Capítulo 10

Éste es el momento que más trabajo me cuesta. Ha llegado la hora de dormir y, como siempre, estoy completamente despabilada. Durante el día estoy tan ocupada tratando de hacer carrera de mi vida que no me queda tiempo para pensar en nuestros aprietos. Pero una vez en la cama, me paso la madrugada dando vueltas mientras hago balance mental de nuestro exiguo presupuesto y me pregunto qué será de nosotros si esta semana tampoco me toca la lotería.

Poppy y Connor están hechos un ovillo a mi lado, con sus respectivos pulgares en la boca. Mi hija ejecuta una especie de baile en sueños y mueve sus diminutos pies de forma irregular al son de una música inexistente. Esta niña no deja de bailar en ningún momento del día o de la noche, y confío en que no decida invertir sus aptitudes en una profesión lucrativa de la única manera que por el momento se me ocurre: ligera de ropa y colgada boca abajo de una barra. No es eso lo que deseo para ella. Puede que algún día me esfuerce por pagarle unas clases de ballet para animarla a que se aparte de los peores excesos del bamboleo de caderas y el movimiento de pelvis. La memoria me dice que el único tipo de baile que se veía en televisión cuando yo tenía su edad era el del programa Bailemos juntos, mucho más sosegado, si bien, en ocasiones, el equipo latinoamericano de Leicester South resultaba manifiestamente lascivo.

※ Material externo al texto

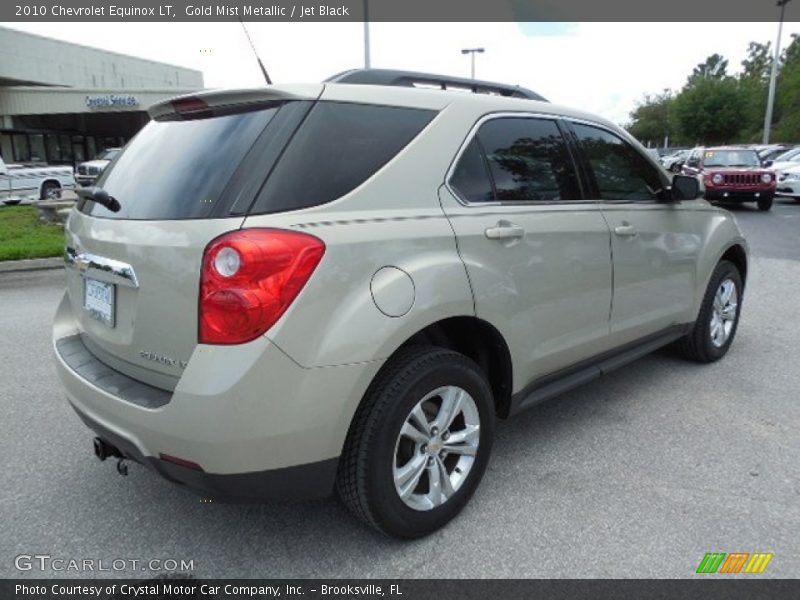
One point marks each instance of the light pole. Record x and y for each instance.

Mi hijo, con el indestructible Doggy pegado a la cara, ronca entre baboseos. A pesar de mis aseveraciones nocturnas con respecto a que tienen que dormir en su propia habitación, indefectiblemente se las ingenian para convencerme de lo contrario y los tres nos acurrucamos en mi cama doble, lo que, a pesar de mis airadas protestas, me ofrece una pizca de consuelo. En lo más recóndito de mi alma sé que no existe nada más deprimente que dormir sola en una cama doble. Y ha pasado bastante tiempo desde que esta misma cama fue testigo de cualquier forma de atletismo sexual. En realidad, desde la última y brevísima visita de Bruno. Estos días, como ya me he lamentado con anterioridad, mis relaciones más apasionadas se producen con el chardonnay barato y el chocolate.

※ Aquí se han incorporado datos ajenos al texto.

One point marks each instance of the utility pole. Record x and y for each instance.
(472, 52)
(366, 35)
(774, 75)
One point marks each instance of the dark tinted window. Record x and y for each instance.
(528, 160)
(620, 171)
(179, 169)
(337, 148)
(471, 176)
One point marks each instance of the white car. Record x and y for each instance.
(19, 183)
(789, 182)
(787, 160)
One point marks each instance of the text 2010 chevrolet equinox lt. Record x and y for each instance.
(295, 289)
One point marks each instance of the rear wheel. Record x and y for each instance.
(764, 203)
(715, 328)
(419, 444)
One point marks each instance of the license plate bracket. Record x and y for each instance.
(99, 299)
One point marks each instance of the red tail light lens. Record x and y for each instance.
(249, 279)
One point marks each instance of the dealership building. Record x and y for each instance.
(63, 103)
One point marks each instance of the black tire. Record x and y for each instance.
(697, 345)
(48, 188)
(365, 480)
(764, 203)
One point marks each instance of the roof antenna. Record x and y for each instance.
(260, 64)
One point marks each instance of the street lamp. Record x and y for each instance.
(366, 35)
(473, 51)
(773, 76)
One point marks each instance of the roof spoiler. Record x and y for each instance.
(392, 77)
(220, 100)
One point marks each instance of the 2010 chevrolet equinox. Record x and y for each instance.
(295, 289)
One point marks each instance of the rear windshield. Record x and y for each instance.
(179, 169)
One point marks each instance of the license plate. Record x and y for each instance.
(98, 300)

Conservo una foto de mi ex marido en la mesilla de noche, aunque no entiendo por qué, la verdad. Es como no quitarte una espina del dedo o seguir llevando unos zapatos que te hacen ampolla en los talones. Por una parte, es para recordar a mis hijos que, en efecto, tienen un padre, por muy ausente que esté. Y, supongo yo, la otra razón es recordarme a mí misma lo mal nacido que es Bruno y las muchas veces que nos ha engañado.

Alargo la mano y acaricio el cristal que protege del polvo su sonriente semblante. El muy canalla está como un tren, y me figuro que ése ha sido siempre uno de los problemas: otras muchas mujeres ingenuas como yo le encontraban también guapo a rabiar. Además, por desgracia, los ojos errantes de mi ex pareja sólo encontraban competencia en sus piernas, en igual medida errantes. Me ha abandonado más veces de las que quiero acordarme y, tonta como soy, siempre le dejo que vuelva.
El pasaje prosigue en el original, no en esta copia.